FAISS Documentation - DrAlzahraniProjects/csusb_fall2024_cse6550_team4 GitHub Wiki
FAISS Documentation
Last edited by csusb_fall2024_cse6550_team4
Table of Contents
1. Installation
To add FAISS to your Python project, install it using pip. Execute the following command in your terminal to install FAISS for CPU environments:
pip install faiss-cpu
2. Configuration
FAISS offers flexibility in configurations, allowing for various index types based on your data requirements.
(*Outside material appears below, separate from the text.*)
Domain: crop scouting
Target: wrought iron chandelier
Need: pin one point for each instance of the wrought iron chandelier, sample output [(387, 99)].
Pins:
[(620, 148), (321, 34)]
You can configure indexes and directories to store data efficiently.
Index Types
FAISS provides multiple index types that support different data sizes and retrieval needs:
- IndexFlatL2: Employs exact nearest neighbor search with Euclidean distance, ideal for smaller datasets.
- IndexIVFFlat: Suitable for large datasets that require approximate nearest neighbor searches, providing a good balance between speed and accuracy.
- IndexHNSWFlat: Uses hierarchical graph-based search for efficient and accurate searches.
Directory Setup for FAISS Indexes
To manage FAISS indexes, create a designated directory for storing them:
import os
# Define the directory path for storing FAISS index
directory_path = "faiss_indexes"
# Create the directory if it does not exist
if not os.path.exists(directory_path):
os.makedirs(directory_path)
# Specify the full path for the index file
index_path = os.path.join(directory_path, "faiss_index.index")
print("Directory setup complete.")
3. Implementation
Before utilizing FAISS, you must create an index and populate it with data. Below is an example of setting up a FAISS index with random data using cosine similarity.
import numpy as np
import faiss
# Define the dimensionality of the vectors
dimension = 128 # Example vector dimension
# Create a FAISS index with cosine similarity
index = faiss.IndexFlatIP(dimension)
# Generate random vectors, normalize them, and add to index
num_vectors = 1000
vectors = np.random.random((num_vectors, dimension)).astype('float32')
faiss.normalize_L2(vectors)
# Add vectors to the FAISS index
index.add(vectors)
print("FAISS index created and data added.")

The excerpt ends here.